Gliosarcomas have a similar cytogenetic profile to primary GBM with the exception of epidermal growth factor receptor (EGFR) amplification [22], which is rare in gliosarcomas, while EGFR is overexpressed in about 50% of GBM cases [23]. Although EGFR amplification was not observed in our patient, the histopathological analysis demonstrated two morphological features--necrosis and endothelial proliferation, essential for GBM diagnosis.

It has been reported that post-treatment gliosarcomas have a greater potential to metastasize compared to primary gliosarcomas [6], but they rarely destroy the adjacent bone and extend into the underlying skull base. We are not currently aware of any cases reporting post-treatment gliosarcoma with extracranial extension.
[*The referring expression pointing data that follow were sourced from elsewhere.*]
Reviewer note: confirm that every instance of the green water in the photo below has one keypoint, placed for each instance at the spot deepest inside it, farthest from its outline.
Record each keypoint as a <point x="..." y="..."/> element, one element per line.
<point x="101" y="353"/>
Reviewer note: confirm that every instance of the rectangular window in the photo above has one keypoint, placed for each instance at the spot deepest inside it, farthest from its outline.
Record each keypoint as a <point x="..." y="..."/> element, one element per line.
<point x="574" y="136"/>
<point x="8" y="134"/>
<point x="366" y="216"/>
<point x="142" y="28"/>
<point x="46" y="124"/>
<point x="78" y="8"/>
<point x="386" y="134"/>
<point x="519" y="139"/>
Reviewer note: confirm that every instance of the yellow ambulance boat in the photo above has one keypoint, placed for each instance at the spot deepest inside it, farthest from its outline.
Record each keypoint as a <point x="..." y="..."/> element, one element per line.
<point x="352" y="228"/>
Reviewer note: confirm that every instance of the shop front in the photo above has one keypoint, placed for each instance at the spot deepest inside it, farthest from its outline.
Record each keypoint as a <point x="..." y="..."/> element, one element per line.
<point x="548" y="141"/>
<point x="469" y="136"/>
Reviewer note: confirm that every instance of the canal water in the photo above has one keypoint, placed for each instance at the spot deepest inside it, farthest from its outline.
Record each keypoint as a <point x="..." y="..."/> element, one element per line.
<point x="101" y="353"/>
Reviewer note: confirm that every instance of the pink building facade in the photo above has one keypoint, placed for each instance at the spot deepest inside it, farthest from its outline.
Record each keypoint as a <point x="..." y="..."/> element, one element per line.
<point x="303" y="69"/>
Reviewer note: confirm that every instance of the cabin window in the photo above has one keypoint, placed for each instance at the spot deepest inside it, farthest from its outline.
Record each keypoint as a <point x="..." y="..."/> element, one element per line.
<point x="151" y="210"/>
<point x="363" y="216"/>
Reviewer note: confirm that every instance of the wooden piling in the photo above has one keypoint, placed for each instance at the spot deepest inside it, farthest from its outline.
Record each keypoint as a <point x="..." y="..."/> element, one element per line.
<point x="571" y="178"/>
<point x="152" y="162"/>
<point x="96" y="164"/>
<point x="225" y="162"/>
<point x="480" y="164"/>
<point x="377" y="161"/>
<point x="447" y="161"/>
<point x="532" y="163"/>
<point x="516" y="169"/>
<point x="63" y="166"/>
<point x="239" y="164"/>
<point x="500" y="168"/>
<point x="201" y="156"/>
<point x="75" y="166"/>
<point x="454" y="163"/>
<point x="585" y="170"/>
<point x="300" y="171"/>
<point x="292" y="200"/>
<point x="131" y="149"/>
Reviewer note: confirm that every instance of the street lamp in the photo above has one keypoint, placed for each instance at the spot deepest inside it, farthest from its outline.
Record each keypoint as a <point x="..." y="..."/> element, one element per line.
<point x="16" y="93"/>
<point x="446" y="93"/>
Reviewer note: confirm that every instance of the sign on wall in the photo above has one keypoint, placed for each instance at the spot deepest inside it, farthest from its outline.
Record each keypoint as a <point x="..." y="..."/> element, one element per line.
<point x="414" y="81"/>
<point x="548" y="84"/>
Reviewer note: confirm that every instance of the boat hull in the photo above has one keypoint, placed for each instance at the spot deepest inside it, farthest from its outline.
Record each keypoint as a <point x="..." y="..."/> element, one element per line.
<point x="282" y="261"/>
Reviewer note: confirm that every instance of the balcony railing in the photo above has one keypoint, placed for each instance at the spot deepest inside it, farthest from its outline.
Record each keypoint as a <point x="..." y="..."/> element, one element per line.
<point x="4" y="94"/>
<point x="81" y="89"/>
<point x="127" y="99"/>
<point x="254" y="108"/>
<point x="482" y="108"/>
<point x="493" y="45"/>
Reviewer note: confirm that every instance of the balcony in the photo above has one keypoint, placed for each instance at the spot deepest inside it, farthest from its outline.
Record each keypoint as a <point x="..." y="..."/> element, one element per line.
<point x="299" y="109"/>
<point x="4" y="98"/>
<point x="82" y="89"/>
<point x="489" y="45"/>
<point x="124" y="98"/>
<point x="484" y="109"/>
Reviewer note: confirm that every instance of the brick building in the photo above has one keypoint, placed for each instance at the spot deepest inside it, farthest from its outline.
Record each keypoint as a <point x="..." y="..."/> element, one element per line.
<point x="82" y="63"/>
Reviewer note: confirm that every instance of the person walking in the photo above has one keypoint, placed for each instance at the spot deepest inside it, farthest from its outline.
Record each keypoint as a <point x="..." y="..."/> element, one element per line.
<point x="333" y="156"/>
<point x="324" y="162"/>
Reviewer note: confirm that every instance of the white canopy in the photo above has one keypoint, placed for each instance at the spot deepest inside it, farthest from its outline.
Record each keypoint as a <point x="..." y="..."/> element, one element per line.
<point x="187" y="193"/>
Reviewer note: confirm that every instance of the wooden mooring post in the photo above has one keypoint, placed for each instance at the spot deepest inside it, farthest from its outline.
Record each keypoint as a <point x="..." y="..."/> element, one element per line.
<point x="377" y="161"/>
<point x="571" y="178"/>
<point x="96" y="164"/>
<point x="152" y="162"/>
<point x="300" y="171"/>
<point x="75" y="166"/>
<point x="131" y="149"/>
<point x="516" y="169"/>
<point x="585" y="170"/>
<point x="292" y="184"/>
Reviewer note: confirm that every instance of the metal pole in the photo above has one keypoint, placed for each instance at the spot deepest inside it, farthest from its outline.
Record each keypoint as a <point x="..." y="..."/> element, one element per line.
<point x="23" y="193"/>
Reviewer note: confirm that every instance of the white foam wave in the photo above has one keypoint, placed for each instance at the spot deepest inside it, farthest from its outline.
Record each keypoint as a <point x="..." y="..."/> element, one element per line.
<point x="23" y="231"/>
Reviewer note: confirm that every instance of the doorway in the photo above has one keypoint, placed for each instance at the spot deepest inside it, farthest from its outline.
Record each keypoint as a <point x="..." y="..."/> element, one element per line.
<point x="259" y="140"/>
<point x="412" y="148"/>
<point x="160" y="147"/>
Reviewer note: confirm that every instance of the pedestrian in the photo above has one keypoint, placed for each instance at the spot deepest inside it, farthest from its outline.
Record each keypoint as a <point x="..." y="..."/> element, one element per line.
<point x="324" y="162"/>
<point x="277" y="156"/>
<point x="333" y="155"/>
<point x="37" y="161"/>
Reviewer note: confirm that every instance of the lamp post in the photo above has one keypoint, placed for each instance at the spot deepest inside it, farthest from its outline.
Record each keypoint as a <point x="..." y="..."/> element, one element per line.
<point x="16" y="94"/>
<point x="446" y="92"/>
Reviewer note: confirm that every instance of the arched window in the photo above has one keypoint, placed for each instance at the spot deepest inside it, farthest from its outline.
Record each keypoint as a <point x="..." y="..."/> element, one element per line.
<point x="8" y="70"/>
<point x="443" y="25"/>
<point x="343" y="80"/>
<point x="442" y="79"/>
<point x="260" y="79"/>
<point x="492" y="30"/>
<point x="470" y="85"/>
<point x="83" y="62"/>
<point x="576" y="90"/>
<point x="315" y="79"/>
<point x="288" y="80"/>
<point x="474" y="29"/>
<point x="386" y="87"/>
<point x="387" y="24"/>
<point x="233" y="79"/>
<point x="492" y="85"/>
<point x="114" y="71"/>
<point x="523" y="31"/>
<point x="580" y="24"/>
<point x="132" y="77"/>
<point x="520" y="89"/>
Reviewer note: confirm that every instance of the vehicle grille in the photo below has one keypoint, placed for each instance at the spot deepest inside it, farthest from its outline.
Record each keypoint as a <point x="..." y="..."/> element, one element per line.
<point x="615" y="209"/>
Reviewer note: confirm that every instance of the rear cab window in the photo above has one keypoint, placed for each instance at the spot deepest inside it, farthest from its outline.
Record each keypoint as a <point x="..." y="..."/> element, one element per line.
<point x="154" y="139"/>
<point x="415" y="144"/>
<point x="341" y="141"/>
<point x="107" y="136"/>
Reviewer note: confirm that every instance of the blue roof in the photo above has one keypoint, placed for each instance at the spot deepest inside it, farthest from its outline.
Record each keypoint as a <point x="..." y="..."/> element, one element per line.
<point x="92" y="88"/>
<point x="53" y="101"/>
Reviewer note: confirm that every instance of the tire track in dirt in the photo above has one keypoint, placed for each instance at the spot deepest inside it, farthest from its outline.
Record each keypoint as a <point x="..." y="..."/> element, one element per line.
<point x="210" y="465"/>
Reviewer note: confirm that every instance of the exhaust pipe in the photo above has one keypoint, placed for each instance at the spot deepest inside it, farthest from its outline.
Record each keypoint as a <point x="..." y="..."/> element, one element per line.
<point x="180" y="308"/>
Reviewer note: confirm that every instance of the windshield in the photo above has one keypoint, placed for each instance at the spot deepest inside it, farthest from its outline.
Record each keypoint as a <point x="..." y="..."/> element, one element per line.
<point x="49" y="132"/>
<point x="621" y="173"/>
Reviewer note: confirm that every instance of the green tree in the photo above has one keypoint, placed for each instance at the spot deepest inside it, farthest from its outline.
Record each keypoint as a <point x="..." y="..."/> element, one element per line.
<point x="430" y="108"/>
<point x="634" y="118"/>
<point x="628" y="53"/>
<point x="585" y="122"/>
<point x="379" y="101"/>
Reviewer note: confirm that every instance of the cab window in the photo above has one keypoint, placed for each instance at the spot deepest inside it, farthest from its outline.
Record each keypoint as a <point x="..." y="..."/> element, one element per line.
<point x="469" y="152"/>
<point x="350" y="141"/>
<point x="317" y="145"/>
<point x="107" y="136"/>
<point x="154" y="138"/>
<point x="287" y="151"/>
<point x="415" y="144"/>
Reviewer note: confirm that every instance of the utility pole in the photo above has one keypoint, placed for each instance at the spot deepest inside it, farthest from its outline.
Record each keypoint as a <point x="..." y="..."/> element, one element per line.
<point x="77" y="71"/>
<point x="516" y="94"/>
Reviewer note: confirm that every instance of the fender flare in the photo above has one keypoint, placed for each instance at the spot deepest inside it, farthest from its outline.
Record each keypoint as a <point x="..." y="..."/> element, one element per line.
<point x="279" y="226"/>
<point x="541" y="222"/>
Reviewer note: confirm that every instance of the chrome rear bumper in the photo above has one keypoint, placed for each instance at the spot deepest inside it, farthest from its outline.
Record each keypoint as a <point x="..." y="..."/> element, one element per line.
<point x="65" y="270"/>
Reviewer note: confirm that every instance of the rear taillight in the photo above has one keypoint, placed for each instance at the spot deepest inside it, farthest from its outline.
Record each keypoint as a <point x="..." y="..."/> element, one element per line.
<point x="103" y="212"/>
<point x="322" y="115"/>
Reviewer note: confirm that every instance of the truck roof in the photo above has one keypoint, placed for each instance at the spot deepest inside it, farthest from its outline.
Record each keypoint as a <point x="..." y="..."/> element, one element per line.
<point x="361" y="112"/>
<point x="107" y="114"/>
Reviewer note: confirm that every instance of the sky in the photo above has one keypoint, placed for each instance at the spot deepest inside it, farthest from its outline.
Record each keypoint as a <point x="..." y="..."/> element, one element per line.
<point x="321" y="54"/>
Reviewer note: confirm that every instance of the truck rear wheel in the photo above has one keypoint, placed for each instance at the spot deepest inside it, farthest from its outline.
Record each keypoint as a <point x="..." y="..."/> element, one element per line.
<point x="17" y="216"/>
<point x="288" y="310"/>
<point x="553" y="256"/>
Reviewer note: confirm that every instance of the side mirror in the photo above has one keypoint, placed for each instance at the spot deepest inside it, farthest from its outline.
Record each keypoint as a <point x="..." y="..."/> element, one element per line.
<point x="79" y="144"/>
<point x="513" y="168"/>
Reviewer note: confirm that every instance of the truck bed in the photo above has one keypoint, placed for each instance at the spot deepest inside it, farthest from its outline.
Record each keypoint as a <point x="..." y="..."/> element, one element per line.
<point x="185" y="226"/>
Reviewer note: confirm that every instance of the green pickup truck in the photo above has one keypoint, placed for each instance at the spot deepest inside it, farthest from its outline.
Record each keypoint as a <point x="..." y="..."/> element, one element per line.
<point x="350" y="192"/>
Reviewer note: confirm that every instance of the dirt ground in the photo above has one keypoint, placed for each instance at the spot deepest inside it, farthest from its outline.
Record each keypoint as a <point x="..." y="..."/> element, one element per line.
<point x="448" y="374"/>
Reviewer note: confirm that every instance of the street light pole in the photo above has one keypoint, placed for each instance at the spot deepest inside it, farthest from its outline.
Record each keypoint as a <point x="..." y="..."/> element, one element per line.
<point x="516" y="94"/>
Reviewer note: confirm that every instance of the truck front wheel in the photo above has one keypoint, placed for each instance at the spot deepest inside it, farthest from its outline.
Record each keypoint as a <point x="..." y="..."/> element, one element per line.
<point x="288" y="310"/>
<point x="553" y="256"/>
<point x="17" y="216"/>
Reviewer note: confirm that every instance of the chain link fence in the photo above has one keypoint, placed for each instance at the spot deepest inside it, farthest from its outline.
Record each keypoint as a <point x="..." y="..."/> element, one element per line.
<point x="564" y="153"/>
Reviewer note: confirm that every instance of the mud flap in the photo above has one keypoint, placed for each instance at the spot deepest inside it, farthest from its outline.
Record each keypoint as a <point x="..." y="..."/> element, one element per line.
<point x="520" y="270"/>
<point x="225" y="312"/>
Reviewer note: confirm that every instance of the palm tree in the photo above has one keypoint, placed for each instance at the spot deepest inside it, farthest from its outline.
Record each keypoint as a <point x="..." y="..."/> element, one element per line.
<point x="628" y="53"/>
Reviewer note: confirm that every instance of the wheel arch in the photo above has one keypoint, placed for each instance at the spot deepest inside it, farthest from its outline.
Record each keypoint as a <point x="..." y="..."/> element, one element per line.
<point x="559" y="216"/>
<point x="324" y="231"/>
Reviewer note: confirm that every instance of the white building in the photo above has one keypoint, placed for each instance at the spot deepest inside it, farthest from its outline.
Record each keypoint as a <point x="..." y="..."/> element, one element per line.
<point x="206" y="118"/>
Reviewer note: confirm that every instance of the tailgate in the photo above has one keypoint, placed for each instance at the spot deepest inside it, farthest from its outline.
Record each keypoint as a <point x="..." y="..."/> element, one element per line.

There are reports of this behavior in a few primary gliosarcoma cases [18-21], but this has not yet been reported among post-treatment gliosarcomas. Due to the rarity of gliosarcomas, unclear mechanisms of pathogenesis, and limited clinical experience, clinical management of these tumors is challenging. Similar to the treatment of GBM, an extensive multimodality approach is recommended for treatment of primary gliosarcomas. Sade et al., [20] reported a 6 cm primary temporal gliosarcoma tumor spreading into the infratemporal fossa and the posterolateral sphenoid sinus. Gross total resection of the tumor was performed, and the patient was recurrence-free at the 12-month follow-up evaluation after undergoing treatment with fractionated whole brain radiotherapy and temozolomide. The same management recommendations may not apply to the patients with post-treatment gliosarcomas because the possibilities are limited after the primary GBM treatment and prognosis is dismal. A median survival of 4.4 months (range, 0.7 – 46) was reported for a total of 30 post-treatment gliosarcoma patients [2], and gross total resection was performed in 21 (70%) patients. Chemotherapy with different agents was provided for 14 (47%) patients, and only 5 (17%) patients received either external beam radiation therapy or gamma knife surgery. Due to the highly invasive nature of extracranial extensions, only partial resection was possible in this case as the tumor invaded the bone including along the cavernous sinuses.

Conclusions

This is the first report of primary GBM that evolved into secondary or post-treatment gliosarcoma without evidence of a second de novo tumor and with extension into the left pterygomaxillary fossa. There are a few cases of primary gliosarcomas with extracranial extension, but this was not reported among post-treatment gliosarcomas. Due to the rarity of gliosarcomas, unclear mechanisms of pathogenesis, and limited clinical experience; clinical management of these tumors is challenging. In the case presented here, the survival time was 32 and 2 months from GBM and gliosarcoma diagnoses, respectively.